Strengths & Weaknesses
Strengths
- The paper provides a useful data sharing abstraction through RDDs
that wasn’t provided by cluster computing frameworks at the time. This
enables more broader classes of applications such as iterative machine
learning algorithms and interactive data mining. Frameworks such as
MapReduce provided abstractions for accessing computational resources in
a cluster, but not distributed memory. For reusing data between
computations, these frameworks relied on writing to external stable
storage incurring overheads due to replication, disk I/O and
serialization costs. Making RDDs immutable, they solve the consistency
issue by design.
- The Spark system allows a general-purpose programming language,
Scala, to be used at interactive speeds for in-memory data mining on
clusters. Indeed, the authors let users run Spark interactively from the
interpreter to query big datasets.
- A key advantage of RDDs is efficient fault recovery mechanisms by
avoiding checkpointing of entire in-memory state in contrast Distributed
Shared Memory (DSM) systems. Users can specify the persistence of RDDs,
and only the lineage graphs for the RDDs is logged, which are many order
of magnitude smaller than entire application state. Another advantage is
leveraging data locality to send computations to the nodes with the
data.
- The transformations and actions supported are rich enough to express
a wide range of batch analytics applications, even though it might seem
counter-intuitive as only coarse-grained transformations are supported
on RDDs. This required recognizing the common computations employed in
batch analytics applications and abstracting them out to support them on
RDDs. This expressivity of the RDD abstraction is a big part of the
reason of Spark’s popularity. Indeed, they show in the paper that RDDs
can easily express a wide range of parallel applications in a few lines
of code.
Weaknesses
- Spark is best suited for batch analytics, but not for asynchronous
application requiring fine-grained modifications to distributed state.

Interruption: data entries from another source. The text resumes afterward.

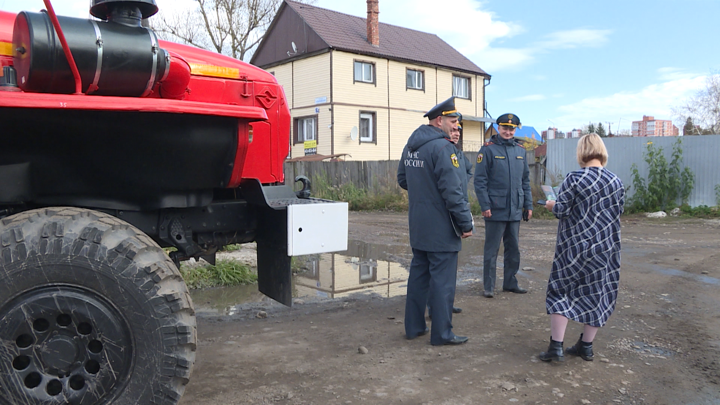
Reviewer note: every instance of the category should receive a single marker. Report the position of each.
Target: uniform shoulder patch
(453, 159)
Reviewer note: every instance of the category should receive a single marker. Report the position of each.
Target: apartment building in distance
(649, 126)
(554, 133)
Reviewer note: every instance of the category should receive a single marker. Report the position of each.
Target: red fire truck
(113, 145)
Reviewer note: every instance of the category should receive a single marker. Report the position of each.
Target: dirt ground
(661, 346)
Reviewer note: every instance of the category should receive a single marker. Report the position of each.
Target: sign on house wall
(310, 147)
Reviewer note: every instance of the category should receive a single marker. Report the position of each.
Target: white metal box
(317, 228)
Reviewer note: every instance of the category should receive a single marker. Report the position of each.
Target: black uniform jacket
(436, 181)
(502, 179)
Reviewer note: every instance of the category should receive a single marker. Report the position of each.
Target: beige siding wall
(347, 91)
(404, 123)
(324, 145)
(283, 74)
(311, 80)
(398, 110)
(401, 97)
(347, 117)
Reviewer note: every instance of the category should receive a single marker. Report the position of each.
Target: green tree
(231, 27)
(667, 185)
(600, 130)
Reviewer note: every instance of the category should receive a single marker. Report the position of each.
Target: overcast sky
(553, 63)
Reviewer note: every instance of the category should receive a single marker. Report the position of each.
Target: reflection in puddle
(645, 348)
(680, 273)
(365, 268)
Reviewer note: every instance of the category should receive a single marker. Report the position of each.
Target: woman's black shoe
(554, 352)
(582, 349)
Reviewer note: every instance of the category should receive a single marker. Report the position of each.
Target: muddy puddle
(365, 268)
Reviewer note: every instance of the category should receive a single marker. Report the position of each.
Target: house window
(305, 129)
(415, 79)
(461, 87)
(364, 72)
(368, 127)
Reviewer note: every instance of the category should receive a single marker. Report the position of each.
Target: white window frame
(461, 86)
(364, 72)
(417, 77)
(303, 125)
(370, 135)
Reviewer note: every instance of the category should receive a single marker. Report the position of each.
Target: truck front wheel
(92, 311)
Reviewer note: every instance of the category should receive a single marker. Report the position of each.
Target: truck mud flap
(290, 226)
(274, 273)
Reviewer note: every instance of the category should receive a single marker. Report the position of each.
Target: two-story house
(360, 87)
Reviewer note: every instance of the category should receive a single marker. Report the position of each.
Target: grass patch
(701, 211)
(359, 199)
(225, 273)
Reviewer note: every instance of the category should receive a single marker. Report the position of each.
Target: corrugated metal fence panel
(700, 154)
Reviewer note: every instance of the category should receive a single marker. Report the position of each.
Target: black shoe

For example, storage system for a web application or an incremental web
crawler. These applications require systems with traditional update
logging and data checkpointing mechanisms, e.g. databases, RAMCloud,
Percolator, Piccolo.
- Spark relies on the user for specifying the persistence and optimize
data placement. This makes it less accessible to a broader audience.
Indeed, the authors mention that they are investigating automatic
checkpointing mechanisms. This is because the Spark scheduler knows best
the size of each dataset as well as the computation time of the dataset,
and so it should be able to select an optimal set of RDDs to checkpoint
to minimize system recovery time. Leveraging data locality can also be
done by the scheduler by scheduling tasks on the right nodes.
Follow-Up
- Some immediate follow-up ideas to extend Spark would be:
- tolerating scheduler failures by replicating the RDD lineage
graph
- automatic checkpointing (mentioned above), determined by the
scheduler
- automatic data placement mechanisms, determined by the
scheduler
- Another extension of RDDs could be to let the users control the
granularity of the data partitions in an RDD, to support even broader
class of applications beyond batch analytics. Then it would be possible
to combine asynchronous applications that make fine grained updates to
shared state with batch analytics applications. This would make RDD a
more general Distributed Shared Memory (DSM) systems by allowing
read/write to each memory location instead of allowing just bulk writes.
But this could mean employing more expensive fault tolerant mechanisms,
but there could be applications which could make the tradeoff
worthwhile. This brings the advantages of using RDDs (straggler
mitigation through backup tasks, work placement leveraging data
locality, and graceful degradation when out of memory) to DSM
systems.